The next avenue I ventured down was to contact professors for advice. Just to be clear, professors do research and have very little idea of how to find an actual job. After that fruitless endeavor, I started asking friends and family. This seems to have been the best option.
The Atlanta family has found several interesting leads for me, my dad has sent an email to my brother's godfather (an engineer in Salt Lake City and dad's best friend since childhood), and I could always go back to NASA (a friend here in Williamsburg brought the LARSS program to my attention last year.)

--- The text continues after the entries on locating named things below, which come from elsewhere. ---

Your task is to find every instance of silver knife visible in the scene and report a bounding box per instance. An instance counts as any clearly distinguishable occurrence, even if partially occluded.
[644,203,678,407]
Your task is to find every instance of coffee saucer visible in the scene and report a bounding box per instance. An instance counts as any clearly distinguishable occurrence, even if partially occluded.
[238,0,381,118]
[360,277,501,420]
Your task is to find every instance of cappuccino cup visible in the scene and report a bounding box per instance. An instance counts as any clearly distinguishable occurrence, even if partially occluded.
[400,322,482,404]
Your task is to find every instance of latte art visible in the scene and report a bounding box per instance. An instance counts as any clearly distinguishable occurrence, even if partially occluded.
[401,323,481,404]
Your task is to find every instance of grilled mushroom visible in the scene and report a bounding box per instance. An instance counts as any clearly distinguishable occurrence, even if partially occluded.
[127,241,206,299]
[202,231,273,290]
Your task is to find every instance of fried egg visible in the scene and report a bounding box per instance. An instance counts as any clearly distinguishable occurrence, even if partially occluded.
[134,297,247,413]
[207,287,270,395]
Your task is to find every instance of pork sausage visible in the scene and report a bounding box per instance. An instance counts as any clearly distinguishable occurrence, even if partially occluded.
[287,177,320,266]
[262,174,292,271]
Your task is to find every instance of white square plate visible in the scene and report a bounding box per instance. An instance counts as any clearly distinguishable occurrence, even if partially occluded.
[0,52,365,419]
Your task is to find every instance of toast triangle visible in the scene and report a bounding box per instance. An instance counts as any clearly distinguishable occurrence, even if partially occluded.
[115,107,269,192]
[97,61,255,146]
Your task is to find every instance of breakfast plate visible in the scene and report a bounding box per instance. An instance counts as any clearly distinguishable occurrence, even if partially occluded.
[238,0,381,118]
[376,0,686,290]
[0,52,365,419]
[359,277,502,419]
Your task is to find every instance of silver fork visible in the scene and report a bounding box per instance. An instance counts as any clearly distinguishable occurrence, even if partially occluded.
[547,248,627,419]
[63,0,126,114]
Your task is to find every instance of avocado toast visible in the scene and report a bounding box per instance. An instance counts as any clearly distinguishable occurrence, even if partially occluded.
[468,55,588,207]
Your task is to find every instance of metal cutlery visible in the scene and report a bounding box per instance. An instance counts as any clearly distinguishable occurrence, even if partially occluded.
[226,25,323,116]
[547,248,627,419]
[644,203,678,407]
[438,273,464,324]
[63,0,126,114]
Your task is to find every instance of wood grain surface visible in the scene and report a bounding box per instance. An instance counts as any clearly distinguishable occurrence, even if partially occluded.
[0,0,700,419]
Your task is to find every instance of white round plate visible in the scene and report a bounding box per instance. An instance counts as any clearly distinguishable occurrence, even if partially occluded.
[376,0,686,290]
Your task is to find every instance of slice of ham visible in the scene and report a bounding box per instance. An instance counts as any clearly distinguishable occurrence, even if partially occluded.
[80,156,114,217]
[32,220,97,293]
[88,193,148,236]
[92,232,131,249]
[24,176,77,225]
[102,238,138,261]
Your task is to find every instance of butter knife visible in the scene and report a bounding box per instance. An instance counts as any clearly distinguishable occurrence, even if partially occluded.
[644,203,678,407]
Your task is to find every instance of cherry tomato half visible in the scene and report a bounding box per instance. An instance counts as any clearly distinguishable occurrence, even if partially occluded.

Some may wonder, "why not just go back to NASA?" The answer is I'm not really sure what NASA is all about anymore. I'm not sure people really want NASA. I direct you to this news story. At any rate, the free market folks are very excited at the prospect of letting private companies take the lead on manned space-flight; however, I would suggest that if there was immediate revenue in such a venture, we would already have McDonald's on the moon. Private companies already do all the engineering, so I would have to go get a job with Lockheed Martin or Northrop Grumman anyway. Of course, with the Constellation program cut, and no other plan for returning the US to space, the private firms won't be working on this stuff either.
So, there you have it. I'm looking anywhere and everywhere for internships. Ford, Lockheed Martin, Northrup Grumman, and friends and family all have my resume. Hopefully I'll find something really great this summer.